Proprio a partire da queste dichiarazioni, Greenpeace e altri osservatori parlano di un benessere animale “solo su carta”: la distanza tra le policy aziendali e quanto mostrato nei video appare, secondo loro, difficilmente conciliabile.
Va ricordato però che le accuse mosse da Greenpeace – per quanto basate su materiali verificati e ora oggetto di intervento delle autorità – riguardano specifiche condizioni riscontrate in uno stabilimento e saranno oggetto di eventuali ulteriori accertamenti giudiziari. Ma la vicenda, di per sé, apre una questione più ampia: cosa succede davvero negli allevamenti intensivi che riforniscono i grandi marchi che troviamo ogni giorno al supermercato?

Le 5 aziende che guadagnano di più dagli allevamenti intensivi
La vicenda de La Pellegrina non arriva in un vuoto. Pochi giorni prima, Greenpeace aveva pubblicato un’indagine sulle 5 aziende che guadagnano di più dagli allevamenti intensivi in Italia, realizzata insieme a Openpolis. Da questa analisi emerge in maniera evidente come gli allevamenti intensivi rappresentino un business miliardario concentrato in poche mani;
La Pellegrina, con ricavi superiori a 1,6 miliardi di euro, è tra le prime cinque aziende zootecniche italiane per fatturato e occupa il secondo posto tra quelle con ricavi annui miliardari. Si tratta di aziende che in alcuni casi sono state anche responsabili di ingenti emissioni inquinanti o che ricevono importanti fondi pubblici, ad esempio dalla Politica Agricola Comune (PAC), di cui La Pellegrina risulta tra i maggiori beneficiari in Italia.
È su questo intreccio – profitti altissimi, impatti ambientali rilevanti, condizioni di allevamento contestate – che Greenpeace costruisce la propria campagna: fermare l’espansione degli allevamenti intensivi e convertire quelli esistenti verso modelli ritenuti più sostenibili per clima, salute e diritti degli animali.

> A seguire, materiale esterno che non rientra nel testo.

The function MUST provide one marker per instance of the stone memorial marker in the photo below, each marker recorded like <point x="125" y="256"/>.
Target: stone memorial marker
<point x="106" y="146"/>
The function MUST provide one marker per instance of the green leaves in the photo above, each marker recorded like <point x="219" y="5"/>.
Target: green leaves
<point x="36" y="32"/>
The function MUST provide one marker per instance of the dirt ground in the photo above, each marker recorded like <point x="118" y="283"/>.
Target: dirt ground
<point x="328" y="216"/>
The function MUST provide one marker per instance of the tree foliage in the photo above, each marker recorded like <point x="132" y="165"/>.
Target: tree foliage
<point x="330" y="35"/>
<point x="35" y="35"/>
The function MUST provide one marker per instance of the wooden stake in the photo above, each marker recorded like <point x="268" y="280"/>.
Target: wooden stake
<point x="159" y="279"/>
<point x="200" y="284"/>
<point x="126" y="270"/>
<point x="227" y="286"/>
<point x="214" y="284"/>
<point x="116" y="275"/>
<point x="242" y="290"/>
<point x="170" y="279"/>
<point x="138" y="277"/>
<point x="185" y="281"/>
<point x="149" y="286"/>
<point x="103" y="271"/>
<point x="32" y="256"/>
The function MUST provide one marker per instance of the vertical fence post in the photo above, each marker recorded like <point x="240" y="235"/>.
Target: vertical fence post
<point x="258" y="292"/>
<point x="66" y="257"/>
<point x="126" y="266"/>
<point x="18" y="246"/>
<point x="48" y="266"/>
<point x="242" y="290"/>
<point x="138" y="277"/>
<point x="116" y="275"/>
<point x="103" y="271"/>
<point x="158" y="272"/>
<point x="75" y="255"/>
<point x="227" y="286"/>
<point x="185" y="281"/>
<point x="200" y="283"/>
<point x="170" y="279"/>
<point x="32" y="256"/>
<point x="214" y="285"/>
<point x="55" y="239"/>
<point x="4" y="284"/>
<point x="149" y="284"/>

Una storia triste, ma non isolata
Definire quella de La Pellegrina una “storia triste” non è solo una scelta narrativa: è il modo in cui molti osservatori leggono l’insieme dei fatti. Ma soprattutto è una storia che, come ricordano Greenpeace e molte testate che hanno seguito il caso, non è un’eccezione, bensì il sintomo di un “sistema malato”: quello degli allevamenti intensivi, basato sulla massimizzazione del numero di animali allevati nello spazio e nel tempo, spesso a spese dell’ambiente, della salute pubblica e degli stessi animali.
E adesso? Dopo il sequestro, la multa e l’esplosione mediatica, la storia dell’allevamento La Pellegrina è tutt’altro che chiusa: seguiranno indagini, eventuali procedimenti, forse investimenti per mettere a norma gli impianti o scelte industriali più radicali.
Resta però un dato di fatto: se un gigante da oltre 1,6 miliardi di fatturato, ai vertici delle aziende zootecniche italiane, finisce sotto sequestro per condizioni igienico-sanitarie ritenute gravemente carenti, allora la domanda non può più essere solo “che cosa è successo in quell’allevamento”, ma che cosa sia successo al modello stesso di produzione della carne in Italia.